Fig. 4: Exploring meconium protein profiles for antenatal diseases.
figure 4

Volcano plots showing the changes in the meconium proteome with GID (a), CHD (b), CA (c), and CID (d). The x-axis represents the effect size, indicated by the coefficient, while the y-axis displays the statistical significance, represented by -log10(P-value). Positive coefficients indicate higher abundance in the disease samples, while negative coefficients indicate lower abundance. P-values for each coefficient were calculated using a two-sided t-test without adjustment for multiple testing. Bar plots showing the top 10 significantly enriched Gene ontology (GO) terms of proteins that are more abundant in the disease samples (red; GID (e), CHD (f), CA (g), and CID (h)) and less abundant in the disease samples (blue).
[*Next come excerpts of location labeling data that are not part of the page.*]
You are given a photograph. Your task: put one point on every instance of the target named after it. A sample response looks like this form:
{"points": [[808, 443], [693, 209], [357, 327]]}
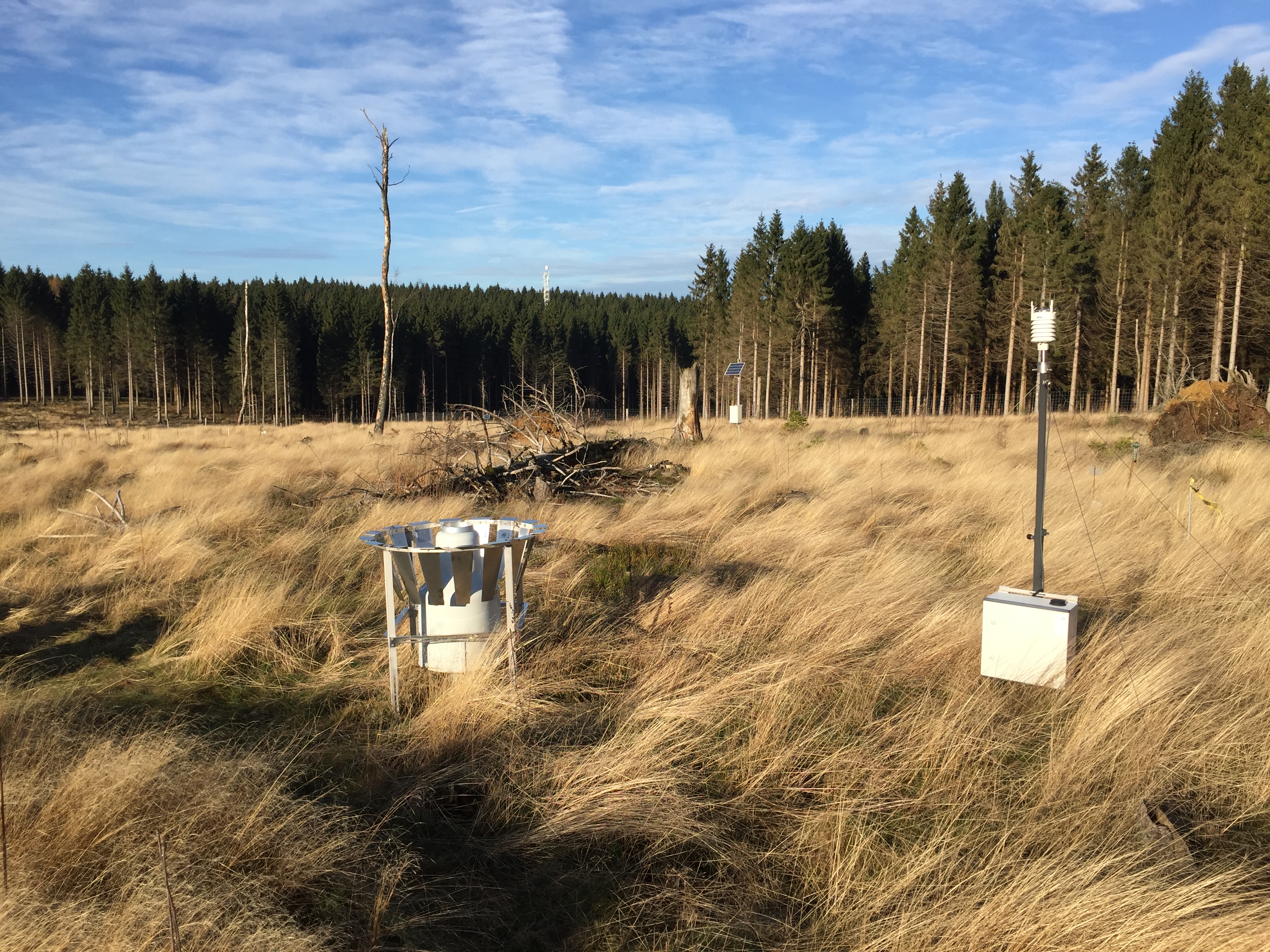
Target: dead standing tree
{"points": [[381, 181], [688, 421]]}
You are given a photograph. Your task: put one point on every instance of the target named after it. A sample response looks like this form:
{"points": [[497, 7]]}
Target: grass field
{"points": [[750, 714]]}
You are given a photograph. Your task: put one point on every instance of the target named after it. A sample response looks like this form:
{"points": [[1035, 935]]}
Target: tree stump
{"points": [[688, 419]]}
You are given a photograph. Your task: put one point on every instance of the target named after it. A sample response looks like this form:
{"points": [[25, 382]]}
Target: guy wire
{"points": [[1202, 548], [1089, 536]]}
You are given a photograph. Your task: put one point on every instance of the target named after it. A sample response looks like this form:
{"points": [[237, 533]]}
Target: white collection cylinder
{"points": [[479, 617]]}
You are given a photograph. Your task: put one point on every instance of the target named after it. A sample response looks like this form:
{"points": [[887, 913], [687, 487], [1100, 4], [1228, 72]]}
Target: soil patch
{"points": [[1207, 410]]}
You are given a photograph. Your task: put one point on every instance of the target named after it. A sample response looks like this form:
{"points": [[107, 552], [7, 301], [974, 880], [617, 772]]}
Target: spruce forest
{"points": [[1156, 261]]}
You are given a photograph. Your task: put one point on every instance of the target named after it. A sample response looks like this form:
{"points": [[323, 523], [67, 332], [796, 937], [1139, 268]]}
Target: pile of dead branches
{"points": [[535, 451]]}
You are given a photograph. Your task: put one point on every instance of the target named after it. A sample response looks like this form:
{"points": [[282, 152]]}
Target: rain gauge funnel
{"points": [[1029, 635], [447, 576]]}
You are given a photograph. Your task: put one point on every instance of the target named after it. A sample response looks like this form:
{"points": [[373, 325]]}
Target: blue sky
{"points": [[609, 140]]}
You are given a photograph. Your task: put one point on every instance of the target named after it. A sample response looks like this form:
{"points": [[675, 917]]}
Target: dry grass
{"points": [[750, 715]]}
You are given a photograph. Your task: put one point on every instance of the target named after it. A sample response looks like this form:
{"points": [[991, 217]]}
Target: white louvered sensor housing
{"points": [[1044, 326]]}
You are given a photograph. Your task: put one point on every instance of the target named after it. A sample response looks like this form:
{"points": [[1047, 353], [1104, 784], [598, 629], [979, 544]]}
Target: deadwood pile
{"points": [[539, 453], [1212, 410]]}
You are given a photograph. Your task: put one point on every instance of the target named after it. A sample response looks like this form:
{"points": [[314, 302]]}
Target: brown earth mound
{"points": [[1208, 410]]}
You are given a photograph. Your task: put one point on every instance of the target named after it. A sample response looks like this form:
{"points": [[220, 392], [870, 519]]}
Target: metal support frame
{"points": [[400, 583]]}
P-values were calculated using a permutation test with Benjamini–Hochberg correction, based on the GSEA algorithm as implemented in the R package fgsea. NES normalised enrichment scores.

Potential for GA prediction through meconium proteome analysis

To ascertain whether the composition of meconium proteins could serve as a predictor for GA, we applied a least absolute shrinkage and selection operator (LASSO) regression. First, we constructed and validated our model using a training and validation cohort approach, randomly dividing the 259 samples at a 2:1 ratio to develop an initial predictive gestational model (Supplementary Fig. 5a). However, we encountered discrepancies between our predictions and the actual samples, which could be attributed to the effect of certain diseases. As the meconium samples obtained from the GID, CHD, CA, and CID cohorts had unique protein profiles (refer to Fig. 4), we refined our GA prediction model by excluding samples afflicted with these four specific diseases. The samples were divided into three cohorts: a training cohort of 149 non-disease samples (excluding those with specific diseases), a validation cohort of 55 non-disease samples, and another validation cohort of 55 specific-disease samples. The novel GA prediction model was developed based on 57 proteins (Supplementary Data 5) using the training cohort data (R = 0.98, RMSE = 1.00; Fig. 5a). This model demonstrated high accuracy in predicting the GA of the validation cohort of the non-disease samples (R = 0.93, RMSE = 1.36; Fig. 5b), but low accuracy in predicting the GA of the validation cohort of the specific-disease samples (R = 0.81, RMSE = 2.57; Fig. 5c). Notably, there were outliers in the validation cohort comprising the 55 specific-disease samples, where the predicted ages were lower than the actual ages. These outliers were disproportionately represented in samples with GID and CHD (Supplementary Fig. 5b). These GID and CHD samples showed significantly lower GA discrepancies (predicted GA – actual GA) compared to the non-disease samples (P = 0.002 and 0.0002, respectively; Fig. 5d), suggesting that newborns in the GID cohort may experience gastrointestinal immaturity, while growth retardation in the CHD cohort appears to be secondary to abnormalities in blood flow and oxygenation58. Finally, we successfully validated our prediction model by assessing an external cohort comprising 79 non-diseased newborns, confirming its effectiveness in estimating GA (R = 0.88, RMSE = 2.24; Supplementary Fig. 5c).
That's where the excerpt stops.